Beyond Fest
- Location: Los Angeles, California, USA
- Language: International
- Website: beyondfest.com

= Beyond Fest =

Annual film festival in Los Angeles

Beyond Fest is the largest genre film festival in the United States, held annually in Los Angeles, California. Established in partnership with the American Cinematheque, Beyond Fest focuses on showcasing horror, science fiction, fantasy, and other genre films. The festival features a diverse range of programming, including new releases, rare retrospectives, and special events.

== History ==

Beyond Fest was established to cater to the genre film community in Los Angeles.
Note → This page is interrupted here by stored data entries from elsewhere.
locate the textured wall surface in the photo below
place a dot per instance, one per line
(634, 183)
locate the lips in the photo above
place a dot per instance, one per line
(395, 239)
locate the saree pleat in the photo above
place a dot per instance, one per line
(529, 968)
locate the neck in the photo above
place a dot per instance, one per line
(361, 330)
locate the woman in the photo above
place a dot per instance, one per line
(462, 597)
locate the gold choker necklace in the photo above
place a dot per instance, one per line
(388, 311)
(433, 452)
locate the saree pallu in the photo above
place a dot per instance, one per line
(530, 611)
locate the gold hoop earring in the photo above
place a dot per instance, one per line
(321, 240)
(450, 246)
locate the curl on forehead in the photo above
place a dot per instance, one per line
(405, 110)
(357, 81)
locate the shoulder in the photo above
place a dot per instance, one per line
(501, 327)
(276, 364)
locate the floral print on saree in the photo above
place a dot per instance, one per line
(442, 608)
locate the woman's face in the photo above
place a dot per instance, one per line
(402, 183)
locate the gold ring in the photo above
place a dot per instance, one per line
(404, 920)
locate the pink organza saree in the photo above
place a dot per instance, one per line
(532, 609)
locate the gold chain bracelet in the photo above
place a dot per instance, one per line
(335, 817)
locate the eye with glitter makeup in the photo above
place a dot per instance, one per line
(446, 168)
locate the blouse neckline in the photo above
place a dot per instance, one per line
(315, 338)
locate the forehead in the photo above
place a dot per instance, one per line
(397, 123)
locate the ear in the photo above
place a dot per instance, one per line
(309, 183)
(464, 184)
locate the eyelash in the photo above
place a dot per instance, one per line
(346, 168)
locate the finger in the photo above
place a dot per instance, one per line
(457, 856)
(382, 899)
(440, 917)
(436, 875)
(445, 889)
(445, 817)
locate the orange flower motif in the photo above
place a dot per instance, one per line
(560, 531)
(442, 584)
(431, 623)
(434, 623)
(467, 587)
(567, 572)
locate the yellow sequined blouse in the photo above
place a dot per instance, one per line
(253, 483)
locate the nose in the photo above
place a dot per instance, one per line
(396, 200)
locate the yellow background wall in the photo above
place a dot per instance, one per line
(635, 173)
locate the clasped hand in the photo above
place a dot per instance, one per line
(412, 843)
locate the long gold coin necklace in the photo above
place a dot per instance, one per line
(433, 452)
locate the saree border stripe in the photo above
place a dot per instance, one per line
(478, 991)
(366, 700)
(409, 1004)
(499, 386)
Since its inception, it has expanded in both size and prestige, becoming a major event for genre film fans. The festival functions as a non-profit organization, with its proceeds benefiting the American Cinematheque, a 501(c)(3) non-profit film institution committed to celebrating the cinematic arts.

== Festival programming ==

The festival's schedule features a blend of world and U.S. premieres, along with special screenings that frequently include appearances and Q&A sessions with directors, actors, and other industry experts. Beyond Fest is renowned for its diverse selection, showcasing both modern and classic genre films.

Head of programming is Evrim Ersoy.

== Notable screenings ==

2023: The 11th edition of Beyond Fest showcased 57 films over 15 days. Highlights included The Abyss: Special Edition with director James Cameron in attendance, The Creator by Gareth Edwards, and Manhunter with director Michael Mann present.

2023: The festival honored producer Roger Corman with a presentation of four films, followed by a discussion with several directors who started their careers working for the renowned genre icon.

2024: Beyond Fest showcased 82 films between September 25 and October 9, including Anora, The Brutalist, and Terrifier 3. On October 8, Speed was screened at the Egyptian Theater for its 30th anniversary, followed by a reunion Q&A from director Jan De Bont, and stars Keanu Reeves and Sandra Bullock.